Nthanda Manduwi, an MBA student at Michigan State University’s Eli Broad College of Business, has been selected as a fellow in the prestigious Rockefeller Foundation Big Bets Fellowship, a global leadership program designed to support emerging changemakers tackling some of the world’s most pressing challenges.

Selected from a highly competitive pool of more than 2,000 applicants, Manduwi is one of just 10 fellows chosen for the program’s inaugural Africa cohort.

The five-month fellowship brings together a diverse cohort of leaders who are advancing bold solutions to expand opportunities and strengthen communities around the world. Through leadership development programming, global convenings, and a residency at Lake Como in Italy, fellows engage in collaborative learning designed to accelerate the impact of their work. Each fellow also receives a $5,000 stipend and access to a network of partners and funders to help scale solutions across the African continent and beyond.

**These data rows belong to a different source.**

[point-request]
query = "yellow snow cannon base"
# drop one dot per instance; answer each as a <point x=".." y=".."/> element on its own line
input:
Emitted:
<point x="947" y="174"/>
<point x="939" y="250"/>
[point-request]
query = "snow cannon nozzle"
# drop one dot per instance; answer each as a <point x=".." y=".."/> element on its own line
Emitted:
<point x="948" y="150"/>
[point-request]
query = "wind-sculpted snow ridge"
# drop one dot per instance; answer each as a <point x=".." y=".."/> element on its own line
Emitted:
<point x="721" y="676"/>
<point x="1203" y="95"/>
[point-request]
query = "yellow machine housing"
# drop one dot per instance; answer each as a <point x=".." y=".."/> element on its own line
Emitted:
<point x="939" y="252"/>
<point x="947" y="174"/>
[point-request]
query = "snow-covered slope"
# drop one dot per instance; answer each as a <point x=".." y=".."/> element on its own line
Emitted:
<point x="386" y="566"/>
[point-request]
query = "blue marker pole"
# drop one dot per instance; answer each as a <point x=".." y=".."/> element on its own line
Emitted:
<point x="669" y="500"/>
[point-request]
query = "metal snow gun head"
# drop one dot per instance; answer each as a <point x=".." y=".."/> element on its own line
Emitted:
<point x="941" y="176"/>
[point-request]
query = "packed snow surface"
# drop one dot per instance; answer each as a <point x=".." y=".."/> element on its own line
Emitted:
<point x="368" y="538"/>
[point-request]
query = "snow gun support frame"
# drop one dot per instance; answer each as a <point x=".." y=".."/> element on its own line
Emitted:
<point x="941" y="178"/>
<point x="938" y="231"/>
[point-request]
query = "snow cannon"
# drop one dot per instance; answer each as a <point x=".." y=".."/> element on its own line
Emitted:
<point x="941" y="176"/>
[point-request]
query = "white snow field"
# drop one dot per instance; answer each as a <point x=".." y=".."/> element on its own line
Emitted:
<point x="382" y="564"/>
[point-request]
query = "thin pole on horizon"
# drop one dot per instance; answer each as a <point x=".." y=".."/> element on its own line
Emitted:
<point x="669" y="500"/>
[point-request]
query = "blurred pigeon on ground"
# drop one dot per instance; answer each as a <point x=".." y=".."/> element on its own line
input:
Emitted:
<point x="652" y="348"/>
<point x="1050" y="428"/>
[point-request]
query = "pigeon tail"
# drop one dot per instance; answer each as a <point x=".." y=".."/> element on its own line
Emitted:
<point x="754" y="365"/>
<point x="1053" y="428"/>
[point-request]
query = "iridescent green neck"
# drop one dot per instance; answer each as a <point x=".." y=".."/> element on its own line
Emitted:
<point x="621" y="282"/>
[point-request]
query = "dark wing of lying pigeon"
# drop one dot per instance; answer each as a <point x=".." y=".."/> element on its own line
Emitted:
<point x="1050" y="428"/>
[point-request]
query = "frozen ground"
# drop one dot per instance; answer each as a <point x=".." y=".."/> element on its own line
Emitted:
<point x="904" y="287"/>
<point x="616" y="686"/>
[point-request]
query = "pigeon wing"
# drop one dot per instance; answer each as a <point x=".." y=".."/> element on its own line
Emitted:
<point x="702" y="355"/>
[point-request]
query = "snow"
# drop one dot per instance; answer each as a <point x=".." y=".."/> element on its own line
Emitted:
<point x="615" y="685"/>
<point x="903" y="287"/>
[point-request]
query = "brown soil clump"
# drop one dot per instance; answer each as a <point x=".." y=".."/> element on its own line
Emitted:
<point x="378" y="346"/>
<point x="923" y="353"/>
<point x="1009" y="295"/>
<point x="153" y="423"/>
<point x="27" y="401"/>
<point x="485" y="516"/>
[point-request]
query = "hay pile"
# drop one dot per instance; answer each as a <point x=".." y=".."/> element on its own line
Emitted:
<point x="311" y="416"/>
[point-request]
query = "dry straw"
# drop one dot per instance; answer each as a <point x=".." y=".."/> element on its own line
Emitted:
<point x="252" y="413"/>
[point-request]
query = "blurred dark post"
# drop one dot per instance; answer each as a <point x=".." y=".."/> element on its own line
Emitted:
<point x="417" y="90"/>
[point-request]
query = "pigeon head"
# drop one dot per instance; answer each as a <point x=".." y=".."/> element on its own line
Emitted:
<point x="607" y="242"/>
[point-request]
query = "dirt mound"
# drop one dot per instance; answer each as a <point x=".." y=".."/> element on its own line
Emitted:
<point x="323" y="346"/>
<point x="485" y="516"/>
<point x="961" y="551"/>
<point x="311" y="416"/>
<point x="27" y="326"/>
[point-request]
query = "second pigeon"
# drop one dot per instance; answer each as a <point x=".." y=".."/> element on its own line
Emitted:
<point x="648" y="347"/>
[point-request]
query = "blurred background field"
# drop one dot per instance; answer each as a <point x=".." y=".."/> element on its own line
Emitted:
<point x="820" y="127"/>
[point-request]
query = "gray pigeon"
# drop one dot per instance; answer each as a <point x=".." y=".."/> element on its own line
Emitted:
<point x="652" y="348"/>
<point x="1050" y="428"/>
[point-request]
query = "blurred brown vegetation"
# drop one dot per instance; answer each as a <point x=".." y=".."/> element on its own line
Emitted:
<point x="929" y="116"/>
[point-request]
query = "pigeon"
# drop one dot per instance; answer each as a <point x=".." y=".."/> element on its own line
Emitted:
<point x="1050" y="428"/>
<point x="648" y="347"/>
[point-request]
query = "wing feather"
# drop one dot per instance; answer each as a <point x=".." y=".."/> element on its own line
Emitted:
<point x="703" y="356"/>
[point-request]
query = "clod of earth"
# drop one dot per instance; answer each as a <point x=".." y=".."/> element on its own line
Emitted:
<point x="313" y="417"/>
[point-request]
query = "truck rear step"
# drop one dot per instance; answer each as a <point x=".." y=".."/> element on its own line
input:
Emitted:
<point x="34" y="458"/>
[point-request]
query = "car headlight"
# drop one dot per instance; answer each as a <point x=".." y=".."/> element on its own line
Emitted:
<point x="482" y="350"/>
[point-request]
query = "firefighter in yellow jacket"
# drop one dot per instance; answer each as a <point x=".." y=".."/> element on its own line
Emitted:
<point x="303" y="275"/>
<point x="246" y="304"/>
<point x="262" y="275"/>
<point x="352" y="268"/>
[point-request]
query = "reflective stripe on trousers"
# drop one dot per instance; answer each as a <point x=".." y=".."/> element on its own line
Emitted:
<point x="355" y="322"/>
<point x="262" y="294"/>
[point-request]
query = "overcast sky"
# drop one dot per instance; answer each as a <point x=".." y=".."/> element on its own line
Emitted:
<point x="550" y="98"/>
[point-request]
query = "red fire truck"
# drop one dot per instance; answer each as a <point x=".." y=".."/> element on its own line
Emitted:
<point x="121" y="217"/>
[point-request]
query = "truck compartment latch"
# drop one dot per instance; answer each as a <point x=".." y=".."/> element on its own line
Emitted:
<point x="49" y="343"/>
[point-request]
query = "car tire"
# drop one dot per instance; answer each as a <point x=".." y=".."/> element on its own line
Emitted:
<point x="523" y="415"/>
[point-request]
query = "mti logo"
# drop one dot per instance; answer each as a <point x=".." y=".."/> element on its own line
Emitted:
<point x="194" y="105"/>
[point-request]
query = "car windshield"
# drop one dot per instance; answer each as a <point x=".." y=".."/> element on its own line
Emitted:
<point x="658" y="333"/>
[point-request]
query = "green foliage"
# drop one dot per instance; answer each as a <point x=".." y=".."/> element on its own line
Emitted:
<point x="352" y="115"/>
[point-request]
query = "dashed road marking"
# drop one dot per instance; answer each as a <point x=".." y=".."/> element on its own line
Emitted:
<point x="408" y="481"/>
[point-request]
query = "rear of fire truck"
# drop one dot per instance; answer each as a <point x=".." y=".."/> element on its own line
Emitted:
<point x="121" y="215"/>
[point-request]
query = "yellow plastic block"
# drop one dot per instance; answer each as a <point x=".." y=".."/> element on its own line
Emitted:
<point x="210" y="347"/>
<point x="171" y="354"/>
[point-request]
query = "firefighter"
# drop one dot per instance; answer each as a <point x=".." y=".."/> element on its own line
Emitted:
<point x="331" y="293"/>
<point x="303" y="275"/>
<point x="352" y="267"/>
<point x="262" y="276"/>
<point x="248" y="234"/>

“Being part of the Big Bets Fellowship is meaningful to me because it affirms the tension I’ve been navigating in my work: the trade-off between solving specific, immediate pain points and stepping back to build at the level of systems”, shared Manduwi.

Manduwi, an entrepreneur and advocate for innovation and youth empowerment, has built a career at the intersection of entrepreneurship, digital transformation, and education. Her work focuses on expanding access to opportunities for young people and supporting creative and entrepreneurial ecosystems, particularly across Africa.

As part of the fellowship, Manduwi will join a global network of leaders working to drive systemic change, gaining both the resources and relationships needed to scale solutions with lasting impact.

Being a part of the inaugural Africa fellowship gives me the confidence to continue making long-term bets through Q2, particularly in areas like food systems and cyber-physical infrastructure, where the work is less defined but the potential impact - what we can do for humanity here, is far greater,” said Manduwi. “I am grateful Michigan State University gave me space to dream big, and I am privileged that platforms like Big Bets champion the same.”

The Big Bets Fellowship equips leaders with the tools, networks, and support needed to transform ambitious ideas into meaningful, scalable impact, connecting vision with the people and resources required to bring it to life.